L'appréciation de la conformité à la Constitution est plus délicate s'agissant des mesures d'exemption totale . En effet, la décision du Conseil semble indiquer que c'est l'accumulation de ces exemptions totales qui est contraire à l'objectif de lutte contre le changement climatique et qui crée une rupture d'égalité devant les charges publiques, sans pour autant statuer dans le détail sur la constitutionnalité de chaque mesure.

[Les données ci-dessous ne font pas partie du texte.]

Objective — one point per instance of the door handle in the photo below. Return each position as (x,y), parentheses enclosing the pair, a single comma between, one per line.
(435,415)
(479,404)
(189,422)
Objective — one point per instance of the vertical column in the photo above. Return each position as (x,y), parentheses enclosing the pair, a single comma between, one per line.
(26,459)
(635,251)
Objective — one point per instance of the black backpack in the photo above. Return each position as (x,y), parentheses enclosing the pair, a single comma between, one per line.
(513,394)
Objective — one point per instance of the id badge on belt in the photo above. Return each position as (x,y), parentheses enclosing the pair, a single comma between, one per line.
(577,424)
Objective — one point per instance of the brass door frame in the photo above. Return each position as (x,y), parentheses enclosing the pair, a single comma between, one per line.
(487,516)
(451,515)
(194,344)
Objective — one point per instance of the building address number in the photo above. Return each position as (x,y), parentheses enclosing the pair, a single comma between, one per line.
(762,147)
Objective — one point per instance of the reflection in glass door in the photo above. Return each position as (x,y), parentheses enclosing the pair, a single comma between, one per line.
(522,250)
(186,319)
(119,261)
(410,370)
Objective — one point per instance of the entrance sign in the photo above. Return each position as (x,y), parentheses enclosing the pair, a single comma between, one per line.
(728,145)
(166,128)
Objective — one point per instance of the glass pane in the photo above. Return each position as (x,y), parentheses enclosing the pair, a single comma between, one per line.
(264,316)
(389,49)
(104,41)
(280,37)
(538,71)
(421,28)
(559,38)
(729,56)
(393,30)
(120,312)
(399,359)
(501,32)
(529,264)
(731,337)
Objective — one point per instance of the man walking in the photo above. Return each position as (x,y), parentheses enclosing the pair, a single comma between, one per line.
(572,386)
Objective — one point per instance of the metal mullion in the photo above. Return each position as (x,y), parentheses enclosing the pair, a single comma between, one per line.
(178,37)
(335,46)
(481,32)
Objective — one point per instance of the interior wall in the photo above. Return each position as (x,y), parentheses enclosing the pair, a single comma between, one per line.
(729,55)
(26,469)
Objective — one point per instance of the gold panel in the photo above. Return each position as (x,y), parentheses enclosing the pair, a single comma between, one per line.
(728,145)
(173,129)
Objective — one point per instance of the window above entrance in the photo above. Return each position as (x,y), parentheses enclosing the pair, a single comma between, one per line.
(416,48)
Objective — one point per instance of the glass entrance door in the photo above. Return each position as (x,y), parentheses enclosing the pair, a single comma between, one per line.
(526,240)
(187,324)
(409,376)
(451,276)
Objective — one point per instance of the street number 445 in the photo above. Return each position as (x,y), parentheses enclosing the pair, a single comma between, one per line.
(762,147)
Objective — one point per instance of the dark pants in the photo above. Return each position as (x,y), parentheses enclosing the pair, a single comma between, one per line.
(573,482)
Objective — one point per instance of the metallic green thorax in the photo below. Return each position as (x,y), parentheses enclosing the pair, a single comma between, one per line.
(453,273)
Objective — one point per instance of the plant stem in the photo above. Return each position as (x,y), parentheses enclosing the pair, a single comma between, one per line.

(1) Les exemptions validées : transport en commun de voyageurs et déshydratation de luzerne

La conformité à la Constitution n'est pas douteuse pour ce qui concerne la compensation totale de contribution carbone octroyée au transport public routier en commun de voyageurs .

Le Commentaire aux cahiers justifie cette conformité par le fait que « le développement (de ce type de transport) limite d'autres modes de transport qui émettent beaucoup de dioxyde de carbone » et qu'il « maximise l'efficacité de l'utilisation des carburants et génère des rejets de dioxyde de carbone par kilomètre passagers très faibles » . Le déploiement du transport public routier en commun de voyageurs s'inscrit donc pleinement dans l'objectif de lutte contre le changement climatique.

Le Commentaire aux cahiers juge également recevable l'exonération des activités de déshydratation de luzerne, au motif que les entreprises concernées « appliquent des accords volontaires de réduction de gaz à effet de serre permettant d'atteindre des objectifs environnementaux équivalents ou d'accroître leur rendement énergétique » . Selon les informations recueillies par votre rapporteur spécial, ces accords présentent deux composantes principales, consistant :

1) à réduire les consommations d'énergies fossiles de 10 % par tonne de produits sur l'ensemble de la période d'engagement 2008-2012 et par rapport à 2006 ;

2) à réduire les émissions de gaz à effet de serre d'origine fossile de 12 % par tonne de produits sur l'ensemble de la période d'engagement 2008-2012 et par rapport à 2006.

Le non-respect de ces engagements est diversement sanctionné. Si la réduction des émissions est inférieure à 10 % et/ou la réduction des consommations d'énergie inférieure à 8 %, l'accord prévoit la rédaction d'un rapport motivant la non-réalisation des objectifs et la mise en place d'un audit thermique identifiant les mesures correctrices à mettre en place à l'avenir. Si la réduction des émissions est comprise entre 10 % et 12 % et/ou la réduction des consommations d'énergie comprise entre 8 % et 10 %, l'engagement est considéré comme respecté sous réserve de la production d'un rapport expliquant la non-atteinte de l'objectif de 12 %.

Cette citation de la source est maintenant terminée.